第47回 サンチャゴ巡礼道900キロの旅 part12

6月9日フォンフリア(Fonfria)〜サリア3キロ手前(Sarria)40530(35246)23.7k

快適なテントでの一夜が空け、ガレージは閉まったままですが、ベッドルームには明かりがみえます。そろそろみんなも支度を始めているのでしょう。6時40分 私たちはお先に出発です。サンチャゴまで138キロの標識です。

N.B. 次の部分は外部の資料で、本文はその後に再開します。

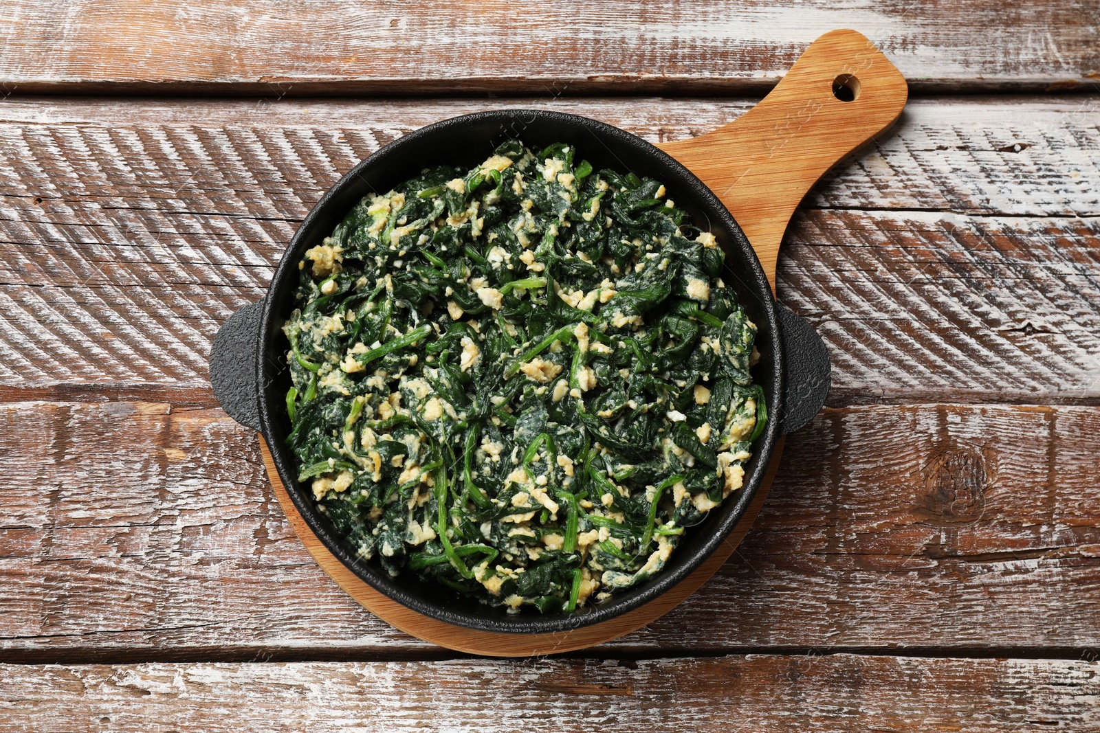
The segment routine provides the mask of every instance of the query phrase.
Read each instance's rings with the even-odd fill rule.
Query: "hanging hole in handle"
[[[859,79],[850,74],[842,74],[833,79],[833,96],[842,102],[854,102],[859,99]]]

30分ほど歩くとカフェがありました。先ずは腹ごしらえです。
昨夜、パーテイの前の席に座っていたドイツ人も食事中でした。

再び出発。地図ではなだらかな下り坂の筈がアップダウンがあります、相変わらず林道、集落の繰り返しです。
多少のアップダウンもこの自然の素晴らしさで苦ではありません。森林浴のおかげで一月前に93歳で逝った母より長生きしそうです。
9時50分トリアカステーラに到着。カフェがあります。自転車で巡礼中の2人連れの女性はオランダから。
ログローニョから歩いてきているスペインの4人組も到着。彼女達には昨夜もそうなのだが何かと助けられたグループです。リーダー格のローザと「トランキー」という合言葉で何度もの出会いがあった。その意味は後々解るのだが始めはわからないままお互いの楽しい暗号のように私達を繋いでいた。

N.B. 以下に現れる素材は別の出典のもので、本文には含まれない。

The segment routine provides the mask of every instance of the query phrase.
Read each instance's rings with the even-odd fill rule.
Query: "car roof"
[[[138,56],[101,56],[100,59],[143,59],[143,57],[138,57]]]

あまりのんびりとはしていられない。今日の目的地サリアまで18.5キロ残っています。
この日は暑かった。ここからもうふた山越えなくてはいけない。林の中の上り坂を進みます。
11時30分 4キロ地点のSanXIL少し前に大きなホタテの水のみ場で休憩。さらに6.7キロを更に上り坂。
途中4人組と小川で童心に返る。

13時30分 人家がある、真夏のような日・・・あったバル!おなかがペコペコ!先ずは生ジュースでビタミンCを補給!この生ジュースはどんなに小さなバルでも絞ってくれる。スープ・パスタ・サラダを注文。4人組も到着。皆暑さでぐったりの様子。昨夜の頼もしいスペインの青年もやってきた。
空腹を満たしサリアへ向かって歩き出す。

14時30分 出発!30分ほどで小さなアルベルゲがあったが先へ進む。雲行きが怪しくなってきた。更に1キロ歩いた頃に新しい公営のアルベルゲ発見。サリアまであと少しだが、暑さの中私達はかなり疲れていた。手持ちの資料には無い素敵なアルベルゲだった。この巡礼の道を歩く人数も多くなり特にサンチャゴまでの150キロの地域にはカサと呼ばれる宿泊所やホステルが増えているようである。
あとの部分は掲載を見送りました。